The SGML encoding scheme to be used by English Poetry is closely modelled on that being developed by the Text Encoding Initiative (TEI), the international research project sponsored by the Association for Computers and the Humanities, the Association for Literary and Linguistic Computing and the Association for Computational Linguistics, and jointly funded by the US National Endowment for the Humanities, the Commission of the European Communities (DG XIII) and the Andrew W. Mellon Foundation.
The two TEI editors are also members of the editorial board for English Poetry.
Examples of elements distinguished by the English Poetry encoding scheme include structural units such as volume, part, book, etc down to the level of individual poems or groups of poems, stanzas and lines.

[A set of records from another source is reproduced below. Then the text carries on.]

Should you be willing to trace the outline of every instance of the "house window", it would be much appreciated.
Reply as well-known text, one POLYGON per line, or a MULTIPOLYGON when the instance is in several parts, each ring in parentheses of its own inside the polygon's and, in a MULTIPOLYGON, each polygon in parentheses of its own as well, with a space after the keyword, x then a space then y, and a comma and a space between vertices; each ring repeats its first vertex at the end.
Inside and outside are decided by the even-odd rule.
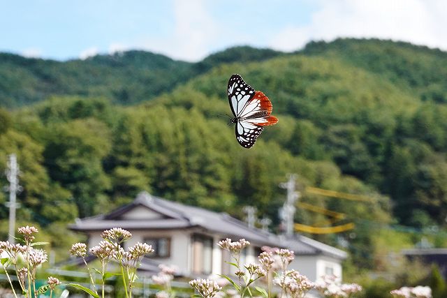
POLYGON ((149 258, 169 258, 170 256, 170 238, 145 238, 144 241, 152 246, 153 253, 149 258))
POLYGON ((333 276, 334 275, 334 267, 330 265, 325 265, 324 267, 324 273, 326 275, 333 276))
POLYGON ((193 242, 193 272, 209 274, 212 270, 212 238, 194 234, 193 242))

Titles, headings, refrains, prologues, notes, etc are dearly distinguished from texts, and prose from verse. Page divisions, use of typographic emphasis and indentation are also all clearly marked. For verse dramas scene, act, speaker, stage instructions and cast list are coded.

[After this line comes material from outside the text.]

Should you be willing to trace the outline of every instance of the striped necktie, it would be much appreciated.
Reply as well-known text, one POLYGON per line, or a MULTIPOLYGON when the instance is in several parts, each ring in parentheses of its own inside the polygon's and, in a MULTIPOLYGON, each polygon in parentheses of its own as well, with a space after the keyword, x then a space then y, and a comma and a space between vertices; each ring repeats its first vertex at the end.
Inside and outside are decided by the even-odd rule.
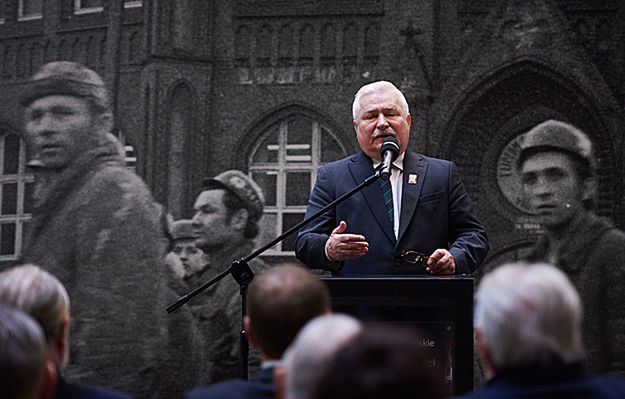
POLYGON ((386 215, 388 219, 391 221, 391 224, 394 222, 393 216, 393 187, 391 186, 391 179, 384 180, 379 179, 378 183, 380 184, 380 190, 382 190, 382 197, 384 197, 384 205, 386 206, 386 215))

Full documentation for the encoding scheme of English Poetry, including the source code of a 'document type definition' (DTD) describing it, is given in The English Poetry Full-Text Database Coding Handbook which is supplied free of charge to all purchasers of the database.The Capture of the Characters
Great care has been taken to ensure that the text of English Poetry can be used on any computer system using any national or international character set.

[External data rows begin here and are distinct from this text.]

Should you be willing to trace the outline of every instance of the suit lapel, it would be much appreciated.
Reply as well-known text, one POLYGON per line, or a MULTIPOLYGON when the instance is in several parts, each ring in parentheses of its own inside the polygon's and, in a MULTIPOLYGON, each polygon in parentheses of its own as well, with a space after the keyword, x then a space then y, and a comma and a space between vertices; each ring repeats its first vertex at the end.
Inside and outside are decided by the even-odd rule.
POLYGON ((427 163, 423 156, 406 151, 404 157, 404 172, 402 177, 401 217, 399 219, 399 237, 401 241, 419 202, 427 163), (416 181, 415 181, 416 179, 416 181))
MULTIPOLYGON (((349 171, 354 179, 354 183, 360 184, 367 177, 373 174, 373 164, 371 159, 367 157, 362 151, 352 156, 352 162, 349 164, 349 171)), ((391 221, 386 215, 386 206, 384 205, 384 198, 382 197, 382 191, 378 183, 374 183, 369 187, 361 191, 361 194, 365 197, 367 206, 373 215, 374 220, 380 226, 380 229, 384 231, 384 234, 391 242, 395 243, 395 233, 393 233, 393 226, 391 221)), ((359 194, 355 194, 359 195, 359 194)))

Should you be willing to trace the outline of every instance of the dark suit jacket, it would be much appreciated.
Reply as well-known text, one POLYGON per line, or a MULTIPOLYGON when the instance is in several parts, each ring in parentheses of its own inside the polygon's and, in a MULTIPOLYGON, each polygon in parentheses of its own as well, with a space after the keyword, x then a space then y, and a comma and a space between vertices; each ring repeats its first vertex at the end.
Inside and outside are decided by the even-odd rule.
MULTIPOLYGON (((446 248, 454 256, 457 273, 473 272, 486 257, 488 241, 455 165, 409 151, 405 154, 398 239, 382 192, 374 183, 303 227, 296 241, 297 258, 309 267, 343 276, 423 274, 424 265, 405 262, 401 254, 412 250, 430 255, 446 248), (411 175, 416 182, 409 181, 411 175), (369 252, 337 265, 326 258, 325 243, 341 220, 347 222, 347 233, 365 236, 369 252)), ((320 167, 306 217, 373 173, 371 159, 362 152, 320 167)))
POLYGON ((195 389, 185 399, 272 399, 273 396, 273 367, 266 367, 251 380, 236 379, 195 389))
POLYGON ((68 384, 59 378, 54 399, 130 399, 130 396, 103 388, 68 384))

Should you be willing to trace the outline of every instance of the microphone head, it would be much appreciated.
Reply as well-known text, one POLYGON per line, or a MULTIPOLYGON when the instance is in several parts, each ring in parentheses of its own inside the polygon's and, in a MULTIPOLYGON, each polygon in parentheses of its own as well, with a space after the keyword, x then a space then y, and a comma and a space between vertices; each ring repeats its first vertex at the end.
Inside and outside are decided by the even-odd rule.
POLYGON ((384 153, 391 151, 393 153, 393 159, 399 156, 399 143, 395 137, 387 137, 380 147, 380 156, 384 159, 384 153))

The following technical specifications apply:
For the storage format the character set used is ISO 646, which is equivalent to a strict form of ASCII. This is extended by the use of SGML entity references taken from the standard sets proposed in ISO 8879 for the characters missing from it, such as Old English thorn and yogh. The small amount of Greek in the database (mainly epigraphs) is also captured.
These internal character encodings are however largely invisible to the user of English Poetry, as they are automatically converted to an appropriate display format by the CD-ROM retrieval software.
Texts extracted from the database for re-use with another piece of software, and texts supplied on magnetic tape, are encoded in a strictly TEI-conformant form, in which all characters outside a specified subset of ISO 646 are replaced by entity references.Copyright
Texts may be printed out to create hardcopy editions for teaching or research, providing that the rights of original copyright holders are not infringed. Such copyrights are clearly noticed in the database.
Small extracts of texts may be downloaded to create databases for teaching, research and personal use, and may be incorporated in an article or essay for publication in a journal or collected work.
The publication of larger extracts of texts in printed form requires the written permission of Chadwyck-Healey.
Texts may not be used for publication in electronic formats whether on their own or with other texts or in modified form without written permission from Chadwyck-Healey. Such permission will not be unreasonably withheld.Cataloguing
Each individual text includes a TEI- conformant 'file header' description so that its origin and identity can always be determined even when it is separated from the database. This header contains bibliographic information about the text.
MARC records for the editions from which texts have been taken are being made available separately by the publisher at no additional charge. English Poetry is designed to be fully integrated into library collections so that the machine-readable texts can be represented in catalogues alongside their companion print and microform editions.